Not only Donald Trump sees himself as a victim of witch-hunts in high frequency (as documented by many tweets), but also numerous artists employ references to witchcraft or pagan rituals in the last years. My talk “Magical Resistance. Witchcraft and Contemporary Art” focuses on the specificity of the recent (queer-)feminist reception of witchcraft in contemporary art. I will map out an “incomplete typology” in order to examine different answers to why the figure of the witch has indeed become interesting to contemporary artists, and in which ways the recent “witch trend” in contemporary art differs from approaches of earlier generations of women artists. The typology will evolve from the different stands of answers to that question, and will present the following observation as starting points: (1) The recent reception of witch cultures provides an intergenerational perspective for feminist artists. By examining source material from the reception of “second wave” feminist artists in the 1970ies, and of the current interest in witches, the talk offers a comparative perspective. (2) The reception of witch cultures serves as a vehicle to connect feminism and critique of capitalism. Especially important in this regard, is the reception of Silvia Federici’s seminal book Caliban and the Witch in the beginning of the 2000s that linked the advent of capitalism in the early modern times to the femicide of the European witch-hunts.
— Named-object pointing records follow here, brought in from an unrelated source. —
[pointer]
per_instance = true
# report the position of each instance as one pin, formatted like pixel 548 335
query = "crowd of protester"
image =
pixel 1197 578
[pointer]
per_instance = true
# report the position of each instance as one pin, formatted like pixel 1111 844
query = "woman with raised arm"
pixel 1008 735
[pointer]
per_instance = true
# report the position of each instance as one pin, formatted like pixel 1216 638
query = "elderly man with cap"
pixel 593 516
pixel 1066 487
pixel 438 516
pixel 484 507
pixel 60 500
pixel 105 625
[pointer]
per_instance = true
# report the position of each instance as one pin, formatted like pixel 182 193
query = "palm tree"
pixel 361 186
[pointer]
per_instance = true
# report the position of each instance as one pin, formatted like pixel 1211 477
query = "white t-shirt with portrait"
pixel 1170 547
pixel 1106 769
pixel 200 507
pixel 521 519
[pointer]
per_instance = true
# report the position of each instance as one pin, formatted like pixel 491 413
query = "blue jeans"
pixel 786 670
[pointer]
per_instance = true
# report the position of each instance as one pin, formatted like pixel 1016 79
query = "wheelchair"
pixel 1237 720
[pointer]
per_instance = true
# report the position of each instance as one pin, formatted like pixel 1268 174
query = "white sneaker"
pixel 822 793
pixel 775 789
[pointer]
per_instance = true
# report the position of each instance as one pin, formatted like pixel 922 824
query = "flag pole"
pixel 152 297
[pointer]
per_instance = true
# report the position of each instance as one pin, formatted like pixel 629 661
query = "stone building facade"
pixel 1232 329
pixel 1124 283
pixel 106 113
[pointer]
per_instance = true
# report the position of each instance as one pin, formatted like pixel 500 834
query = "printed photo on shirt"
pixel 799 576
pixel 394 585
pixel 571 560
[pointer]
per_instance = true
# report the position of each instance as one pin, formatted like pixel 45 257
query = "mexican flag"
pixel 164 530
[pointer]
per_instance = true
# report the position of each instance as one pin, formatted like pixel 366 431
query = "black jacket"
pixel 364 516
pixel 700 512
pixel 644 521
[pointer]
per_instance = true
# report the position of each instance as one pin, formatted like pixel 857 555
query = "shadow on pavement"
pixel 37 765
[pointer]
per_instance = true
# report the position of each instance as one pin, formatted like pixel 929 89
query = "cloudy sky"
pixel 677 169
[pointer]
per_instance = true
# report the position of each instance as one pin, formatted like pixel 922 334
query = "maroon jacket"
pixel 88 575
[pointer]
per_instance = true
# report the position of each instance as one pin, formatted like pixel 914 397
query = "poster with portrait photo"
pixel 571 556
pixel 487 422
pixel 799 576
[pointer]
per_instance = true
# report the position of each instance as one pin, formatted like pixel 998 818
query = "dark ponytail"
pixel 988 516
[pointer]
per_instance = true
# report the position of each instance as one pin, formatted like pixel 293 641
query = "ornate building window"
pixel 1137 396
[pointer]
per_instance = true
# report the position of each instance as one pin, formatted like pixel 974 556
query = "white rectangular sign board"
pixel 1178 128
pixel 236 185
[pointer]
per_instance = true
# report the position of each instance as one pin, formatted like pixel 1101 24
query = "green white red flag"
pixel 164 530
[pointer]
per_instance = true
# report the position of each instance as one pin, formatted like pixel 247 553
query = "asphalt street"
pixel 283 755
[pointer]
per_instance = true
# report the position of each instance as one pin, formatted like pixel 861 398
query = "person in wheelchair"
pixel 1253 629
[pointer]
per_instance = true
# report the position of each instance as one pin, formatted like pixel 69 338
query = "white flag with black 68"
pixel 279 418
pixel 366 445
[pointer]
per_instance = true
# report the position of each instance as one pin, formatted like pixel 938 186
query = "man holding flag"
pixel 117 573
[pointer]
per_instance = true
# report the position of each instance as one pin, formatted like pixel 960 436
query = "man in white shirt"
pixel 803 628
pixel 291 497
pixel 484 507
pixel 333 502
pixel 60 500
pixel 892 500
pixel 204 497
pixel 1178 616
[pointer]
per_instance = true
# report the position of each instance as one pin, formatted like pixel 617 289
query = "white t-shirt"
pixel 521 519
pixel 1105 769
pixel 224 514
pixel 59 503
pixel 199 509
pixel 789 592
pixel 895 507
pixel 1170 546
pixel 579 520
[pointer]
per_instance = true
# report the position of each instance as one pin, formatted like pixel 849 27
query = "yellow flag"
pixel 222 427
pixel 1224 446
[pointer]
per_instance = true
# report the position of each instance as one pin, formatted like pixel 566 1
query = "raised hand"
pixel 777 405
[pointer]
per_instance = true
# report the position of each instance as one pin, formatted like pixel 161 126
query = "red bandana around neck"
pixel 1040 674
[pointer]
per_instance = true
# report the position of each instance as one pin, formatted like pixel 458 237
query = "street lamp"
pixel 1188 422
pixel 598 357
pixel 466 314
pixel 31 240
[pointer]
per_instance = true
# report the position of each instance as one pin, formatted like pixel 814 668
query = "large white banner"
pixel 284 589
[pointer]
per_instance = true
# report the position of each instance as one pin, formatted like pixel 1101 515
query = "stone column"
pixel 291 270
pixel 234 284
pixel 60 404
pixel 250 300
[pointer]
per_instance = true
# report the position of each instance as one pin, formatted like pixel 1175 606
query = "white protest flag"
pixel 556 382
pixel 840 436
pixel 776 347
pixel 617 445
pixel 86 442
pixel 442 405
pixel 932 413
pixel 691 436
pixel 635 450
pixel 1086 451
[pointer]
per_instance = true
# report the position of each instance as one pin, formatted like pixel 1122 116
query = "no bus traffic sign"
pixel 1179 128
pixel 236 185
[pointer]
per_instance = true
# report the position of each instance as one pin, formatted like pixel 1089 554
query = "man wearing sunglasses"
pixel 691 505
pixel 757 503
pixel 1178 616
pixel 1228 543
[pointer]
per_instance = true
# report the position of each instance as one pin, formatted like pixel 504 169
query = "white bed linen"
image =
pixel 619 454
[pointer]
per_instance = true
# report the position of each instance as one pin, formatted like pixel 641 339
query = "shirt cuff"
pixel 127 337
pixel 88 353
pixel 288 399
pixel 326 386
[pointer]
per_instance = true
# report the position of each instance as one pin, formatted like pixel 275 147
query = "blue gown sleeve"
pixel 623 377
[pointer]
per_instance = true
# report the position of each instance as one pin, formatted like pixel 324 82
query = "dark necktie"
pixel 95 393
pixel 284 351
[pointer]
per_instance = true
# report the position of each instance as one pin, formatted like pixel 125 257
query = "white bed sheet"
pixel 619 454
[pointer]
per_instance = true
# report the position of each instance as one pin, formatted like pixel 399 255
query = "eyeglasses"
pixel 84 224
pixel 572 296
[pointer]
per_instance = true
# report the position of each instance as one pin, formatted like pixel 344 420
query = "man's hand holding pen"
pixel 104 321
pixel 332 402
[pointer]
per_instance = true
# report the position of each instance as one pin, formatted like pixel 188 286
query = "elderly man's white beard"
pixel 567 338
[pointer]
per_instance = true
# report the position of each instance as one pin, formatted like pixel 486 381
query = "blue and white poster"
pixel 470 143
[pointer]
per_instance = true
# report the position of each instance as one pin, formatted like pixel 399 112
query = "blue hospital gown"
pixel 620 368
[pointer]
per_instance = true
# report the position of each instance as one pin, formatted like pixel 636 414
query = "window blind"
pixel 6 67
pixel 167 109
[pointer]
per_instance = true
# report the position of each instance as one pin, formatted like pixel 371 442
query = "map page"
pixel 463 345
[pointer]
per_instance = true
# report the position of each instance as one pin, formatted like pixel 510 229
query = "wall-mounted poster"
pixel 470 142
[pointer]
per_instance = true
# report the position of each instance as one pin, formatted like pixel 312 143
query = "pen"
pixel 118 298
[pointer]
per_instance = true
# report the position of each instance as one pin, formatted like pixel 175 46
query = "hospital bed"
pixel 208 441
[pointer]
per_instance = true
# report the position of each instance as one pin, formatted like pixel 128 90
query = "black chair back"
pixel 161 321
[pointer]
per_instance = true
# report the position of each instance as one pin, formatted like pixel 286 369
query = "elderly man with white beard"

(3) Witch cultures have provoked dissident forms of knowledge throughout history and serve as a vehicle for the critiques of truth regimes (also from post-colonial, post-gender or even post-humanist perspectives). Witch cultures serve e.g. as a means of underlining a (feminist) history of science that is read “against the grain”, as illustrated by eco-feminist Carolyn Merchant in The Death of Nature (1980).
(4) The reception of witch cultures addresses the transmission of (queer-feminist) knowledge and the problem of the appropriation of historically marginalized subject positions. Questions of historiographies and omissions of dominant historical narratives become very prevalent in the history of witches, whose history was written by those who survived: often their persecutors. The talk aims to do justice to the diversity of witch cultures in contemporary art, while seeking to employ a systematic approach to the material and discuss artistic examples.

My research takes its starting point from the curation of the show "Magic Circle", cu-curated with Daniela Brugger.